Payload A config: Protective Nose Cone Mk7 + LCR01 RGU + Srvc.Bay 2.5m(3x Z1k batt, 2x SP-L solar panels, 2x MK2-R radial chutes) + Advanced Reaction Wheels, Large + X200-8 Fuel + LV-909 "Terrier"+Rockomax Decoupler.
---
Payload A weight: 7,000 kg
 

This payload will be launched using only one stage - using two ascend methods, using two different TWRs.
The methods:
1) direct climb for statistics:  SAS on, max throttle, ignition.  No Stage 2 disconnect.
2) manual gravity turn:
- 0 degree until 2,5km;
- course to 15 degree(75 on navball) at 2,5km;
- course to 35 degree (55 on navball) on pass 15km;
- course to 55 degree (35 on navball) at 25km;
- course to 75 degree (15 on navball) at 35 km;  (this step was skipped on 2.2 TWR due to atmospheric heat **)
- deactivate if apoapsis reaches 80km, wait until T-45s  (accordingly, this step was much longer on 2.2 TWR)
- burn at horizon line under prograde till end of stage: output stage 1 data
- disconnect stage 1 and finalize burn using stage 2: output payload A in orbit fuel left

will be also noted: out of fuel/flameout for 1st stage (altitude at; horizontal and vertical speeds), amount of fuel left on payload after circularization at 80/80km.

 

#### Payload A (stage 2) - uplifter A (stage 1)

uplifter A  config: (Payload A +) Jumbo 64 tank + RE-M3 Mainsail (+3x launch stability enhancer, start only)
3,218 projected stage 1  DeltaV; 6,370 projected total DeltaV )

[ craft file link ]

Results:

##### Direct climb data
TWR 1.25, highest real altitude: 268,000 m  flameout: 72,000m
TWR 2.20, highest real altitude: 615,000 m  flameout: 69,000m

##### Manual gravity turn data
info: TWR 2.20 appears to compress air higher (hidden aerodynamic center) - thus rocket becomes less stable and either smoother transition between nodes (used here) or additional lifting surfaces required.
TWR 1.25: apoapsis at flameout: 82,000m  periapsis at flameout: -390,000m     Stage 2 80km/80km orbit fuel left:  fuel - 247/360;  LOX - 302/440
TWR 2.20: apoapsis at flameout: 86,000m   periapsis at flameout: -22,000m     Stage 2 80km/80km (90/90km actually) orbit fuel left:  fuel - 340/360;  LOX - 416/440


** apparently there is a room for improvement!  "Engine idling on suborbit ascend equals wasted fuel". This case is free to be tested!
Probable method: throttle down after leaving atmosphere (~28km). Reason: it looks like with TWR 2.2 atmosphere heat prevents efficient acceleration, requiring higher angle of attack. But according to Oberth effect, lower attitude accelerations are more efficient, thus its better to take it slower below.

 

Edited September 30, 2016 by Kerbal101
added unthrottled, because why not.

[Streetwind]

The reality is more complex than this, unfortunately.

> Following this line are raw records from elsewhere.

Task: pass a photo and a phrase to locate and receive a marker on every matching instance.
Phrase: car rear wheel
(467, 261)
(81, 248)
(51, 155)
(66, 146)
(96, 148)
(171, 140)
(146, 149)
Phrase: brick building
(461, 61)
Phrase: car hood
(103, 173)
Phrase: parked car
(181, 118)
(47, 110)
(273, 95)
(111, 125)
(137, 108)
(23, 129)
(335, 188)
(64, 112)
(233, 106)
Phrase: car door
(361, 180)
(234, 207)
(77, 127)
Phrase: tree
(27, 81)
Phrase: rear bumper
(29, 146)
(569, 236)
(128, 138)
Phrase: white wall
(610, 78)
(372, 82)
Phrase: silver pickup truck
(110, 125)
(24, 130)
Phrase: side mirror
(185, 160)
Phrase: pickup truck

For starters, gravity losses still greatly outweigh atmospheric drag at TWRs even above 3 for typical rockets - and this counts double for straight-up launches! You can prove this by making more complex tests with vessels that actually go to orbit. Yet your findings appear to contradict this. What is going on? The answer was already given in the text: those other vessels go to orbit, yours doesn't. You merely found a solution that applies to a vessel that climbs to 8000 meters altitude. That solution does not apply to an orbital launch vehicle, which flies the whole ascent trajectory. In that case, even though the trajectory flattens out and thus reduces gravity losses over time, the added initial speed gives you so much of a bonus across the entire ascent that it ends up saving fuel despite spending extra at launch! It's all a question of building and carrying early speed into the thinner parts of the atmosphere.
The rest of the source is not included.